Dieser Freund wurde ehrfurchtsvoll »wandelndes Lexikon« genannt – eine Bezeichnung, die inzwischen auf jeden Menschen mit Smartphone in der Tasche zutrifft und als Kompliment keinen Sinn mehr ergibt. Im Jahr 2013 ist nicht einmal ein Blick auf Wikipedia nötig, falls ein Song im Hintergrund eine solche Frage auslöst; es würde bekanntlich reichen, ein Handy mit installierter Shazam-App an den Lautsprecher zu halten, und Interpret und Songtitel laufen nach ein paar Sekunden über den Bildschirm. Sind Abendgesellschaften im Durchschnitt also langweiliger und uninspirierter geworden? Wohl kaum, die Herausforderung an unterhaltsames, über das faktisch Nachprüfbare hinausgehende Erzählen ist heute einfach größer, und vor allem die Herrschaftsgeste von Dozenten aller Art, die in Konferenzen, Seminaren oder Kneipen ihre Halbwahrheiten im Tonfall tiefster Überzeugung verbreiten, geht nun, da ein Korrektiv jederzeit griffbereit ist, ihrem verdienten Ende entgegen.

Was sich allerdings abzeichnet in diesen letzten 15 Jahren, die für die Verfügbarkeit von Daten größere Veränderungen erbracht haben als das halbe Jahrtausend zwischen Gutenberg und Google, ist ein neues Verhältnis von Wissen und Einbildungskraft. Auch die Fantasien, Imaginationen und Erinnerungen der Menschen sind ja nicht einfach subjektive, zeitlose Regungen, sondern haben eine alle betreffende Geschichte; sie reagieren zum Beispiel auf die Weisen, wie technische Medien Vorstellungen in Realitäten verwandeln. Was besagt es also, dass eine Urlaubsliebe nach der Rückkehr nicht mehr lange Tagträume darüber auslöst, wo sie wohl zu Hause ist, sondern einen Blick auf Street View? Oder wie ist jene aktuelle Studie zur Selbstbefriedigung von Jugendlichen zu verstehen, in der kaum ein Befragter noch das »Kopfkino« als Stimulationsmittel angibt, wo die naturwahren Sexszenen doch mit ein paar Klicks erreichbar sind?

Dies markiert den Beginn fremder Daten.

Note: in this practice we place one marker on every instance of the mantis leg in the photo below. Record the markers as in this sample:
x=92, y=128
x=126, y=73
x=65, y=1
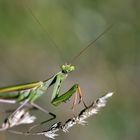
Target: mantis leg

Die Fantasie wird sicher nicht »verkümmern«; dieses unermüdliche Kaleidoskop sucht sich im Zeichen einer neuen Medienwirklichkeit neue Muster und Einstellungen. Es könnte aber sein, dass traditionelle Kondensate der Einbildungskraft, zum Beispiel die Literatur, künftig auf veränderte Grundbedingungen stoßen werden. Am Anfang der großen autobiografischen Werke im 20. Jahrhundert etwa, von Prousts Auf der Suche nach der verlorenen Zeit oder Nabokovs Erinnerung, sprich, steht ein Mangel an konkreter Vergegenwärtigung. Literatur heißt: eine Welt durch Sprache aufleben lassen, für die es keine verifizierbaren Bilder mehr gibt. In welcher Situation befindet sich ein heutiger Schriftsteller, der sich mit der gleichen poetischen Sorgfalt seinem Aufwachsen in den 1970er- oder 80er-Jahren widmen wollte? Überall im Netz sind die Gegenstände seiner Kindheit versammelt; er wird der Versuchung nicht widerstehen können, nostalgische Websites wie meine-70er-jahre.de oder allesbonanza.net anzuklicken – kein Spielzeug, kein Schokoriegel, keine Fernsehfigur, die nicht präsent wäre. Es ist die Frage, ob diese lückenlose Präsenz künftige Werke der Einbildungskraft nicht behindert. Die berühmte »unwillkürliche Erinnerung« Prousts benötigte ein Defizit, um aktiviert zu werden.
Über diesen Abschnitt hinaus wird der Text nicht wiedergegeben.